Desde el punto de vista dramático, cabe mencionar dos momentos en los que dio la impresión de desestabilizarse el discurso. Uno corresponde al encuentro entre las dos parejas de enamorados, si puede decirse así, justo al final del primer acto. El texto de Adriana, en respuesta al menosprecio de Juan, rompe la intensidad de la escena, que continúa con la espectacular presentación de Gustavo, encarnado por Roy, en plena platea. Otro es el hechizo de Leontina, que se convierte en un monólogo de corte expresionista poco inteligible y de dimensiones excesivas. Eso sí, genial la aportación del personaje de la abuela, cruel e implacable, en la piel de José Antonio Lobato.

En lo que se refiere al elenco, Roy sumó un nuevo éxito en el Campoamor. El impacto que Gustavo logra la primera vez que entona su copla, desde fuera de la escena, se distingue de la presentación de otros personajes. La romanza «Flor Roja» fue el mejor ejemplo del gran momento vocal que atraviesa el tenor gijonés, de voz espléndida en todas sus características. En el enfrentamiento con Juan, Gustavo logró además imponerse en el acto intermedio. Mientras que, en el último acto, el dúo entre Gustavo y Rosaura supuso otro de los grandes momentos líricos, en beneficio también de Laura Sabatel. La soprano, si bien terminó por convencer en su papel, tuvo una presencia más limitada, con un camino por recorrer todavía en lo vocal y en lo dramático, del que se espera que el Campoamor sea testigo. Sin duda, el último acto fue de Adriana, representada por Amparo Navarro, en ese dúo de emoción efectiva en el que se despide de su hija. Javier Franco, el Gavilán, encabeza el cuarteto principal, como un Juan contundente y de medios sobrados para hacer frente a su parte vocal.

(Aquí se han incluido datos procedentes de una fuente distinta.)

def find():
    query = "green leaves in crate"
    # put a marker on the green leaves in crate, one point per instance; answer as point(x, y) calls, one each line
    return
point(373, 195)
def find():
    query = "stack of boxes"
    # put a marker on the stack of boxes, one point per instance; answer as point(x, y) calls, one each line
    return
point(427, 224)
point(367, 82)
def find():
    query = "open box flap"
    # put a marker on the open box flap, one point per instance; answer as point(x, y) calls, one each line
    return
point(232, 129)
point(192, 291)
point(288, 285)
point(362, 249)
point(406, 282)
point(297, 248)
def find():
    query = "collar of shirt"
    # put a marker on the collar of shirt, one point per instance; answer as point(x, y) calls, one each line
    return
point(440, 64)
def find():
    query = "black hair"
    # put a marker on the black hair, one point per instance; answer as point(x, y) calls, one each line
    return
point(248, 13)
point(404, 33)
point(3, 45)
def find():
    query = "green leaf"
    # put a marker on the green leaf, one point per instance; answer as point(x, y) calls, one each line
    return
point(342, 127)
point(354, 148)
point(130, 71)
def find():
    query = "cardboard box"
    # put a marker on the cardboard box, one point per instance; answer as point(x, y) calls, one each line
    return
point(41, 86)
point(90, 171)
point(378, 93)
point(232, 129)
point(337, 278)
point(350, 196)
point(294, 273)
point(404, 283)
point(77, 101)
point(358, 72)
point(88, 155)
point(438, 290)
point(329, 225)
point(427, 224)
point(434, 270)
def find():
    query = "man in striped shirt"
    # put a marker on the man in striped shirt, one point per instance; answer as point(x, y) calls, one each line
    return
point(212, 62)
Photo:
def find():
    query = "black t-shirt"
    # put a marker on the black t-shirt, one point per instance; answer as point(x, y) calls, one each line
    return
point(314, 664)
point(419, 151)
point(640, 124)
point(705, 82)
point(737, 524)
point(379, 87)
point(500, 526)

En la selección actoral, brilló como siempre Luis Varela, regalando los mejores momentos cómicos -como en el discurso ante la inauguración de la placa-, y haciendo gala al fin de su capacidad dramática, como en los desencuentros con el indiano.

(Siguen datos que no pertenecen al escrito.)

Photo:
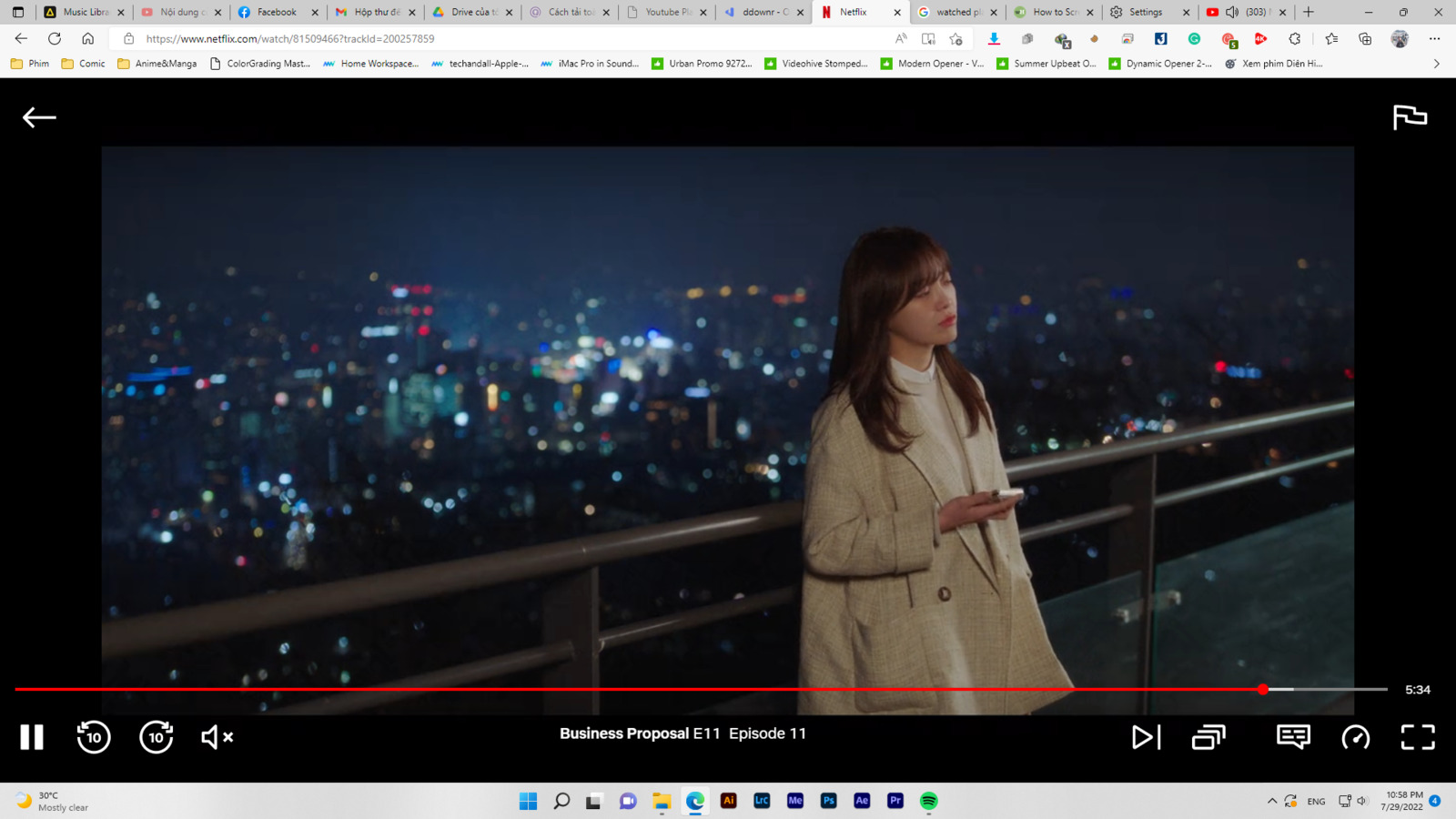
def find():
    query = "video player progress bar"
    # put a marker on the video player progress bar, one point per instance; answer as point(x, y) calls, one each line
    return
point(1330, 690)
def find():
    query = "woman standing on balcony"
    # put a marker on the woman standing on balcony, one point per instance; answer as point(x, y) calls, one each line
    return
point(915, 574)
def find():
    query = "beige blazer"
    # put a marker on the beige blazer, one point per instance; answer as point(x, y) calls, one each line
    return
point(883, 605)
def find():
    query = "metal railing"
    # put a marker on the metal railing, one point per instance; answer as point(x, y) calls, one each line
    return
point(571, 603)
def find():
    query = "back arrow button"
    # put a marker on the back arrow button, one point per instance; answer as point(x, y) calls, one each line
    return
point(31, 114)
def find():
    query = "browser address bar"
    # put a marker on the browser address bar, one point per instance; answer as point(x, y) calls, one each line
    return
point(509, 38)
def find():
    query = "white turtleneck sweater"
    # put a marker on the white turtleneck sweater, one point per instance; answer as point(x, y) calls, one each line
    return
point(935, 409)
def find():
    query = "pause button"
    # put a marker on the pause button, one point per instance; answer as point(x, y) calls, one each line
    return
point(28, 741)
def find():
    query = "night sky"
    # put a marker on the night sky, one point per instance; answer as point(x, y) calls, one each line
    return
point(604, 219)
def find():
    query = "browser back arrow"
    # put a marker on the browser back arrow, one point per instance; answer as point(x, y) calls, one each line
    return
point(31, 114)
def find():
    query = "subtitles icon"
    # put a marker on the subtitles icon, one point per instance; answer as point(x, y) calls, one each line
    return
point(1292, 734)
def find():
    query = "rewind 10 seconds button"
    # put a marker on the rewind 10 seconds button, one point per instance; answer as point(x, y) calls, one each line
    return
point(1356, 736)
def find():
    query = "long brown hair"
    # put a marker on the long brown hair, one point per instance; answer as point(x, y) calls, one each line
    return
point(881, 274)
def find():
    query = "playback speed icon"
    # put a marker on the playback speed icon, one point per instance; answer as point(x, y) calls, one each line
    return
point(1356, 736)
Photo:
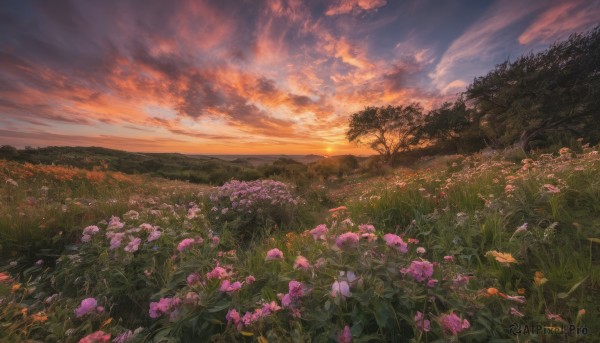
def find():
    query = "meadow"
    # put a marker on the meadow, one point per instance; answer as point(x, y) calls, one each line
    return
point(490, 247)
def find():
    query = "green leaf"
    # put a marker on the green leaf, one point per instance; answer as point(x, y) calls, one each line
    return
point(575, 286)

Tampoco se quedó atrás Manuel Tejada en su rol del Sargento Menéndez; y la pareja formada por Tere Quirós y Alfonso Aguirre, como los cuñados del ricachón, sacaron punta a sus personajes. Hay que reconocer también el trabajo del grupo de mozas, encabezadas por las sobrinas del protagonista, que estuvieron interpretadas por las asturianas Verónica Gutiérrez y Helena Alonso. Todos se suman al pensamiento final: «No importa que llore este viejo si sabe sembrar bien con su dinero».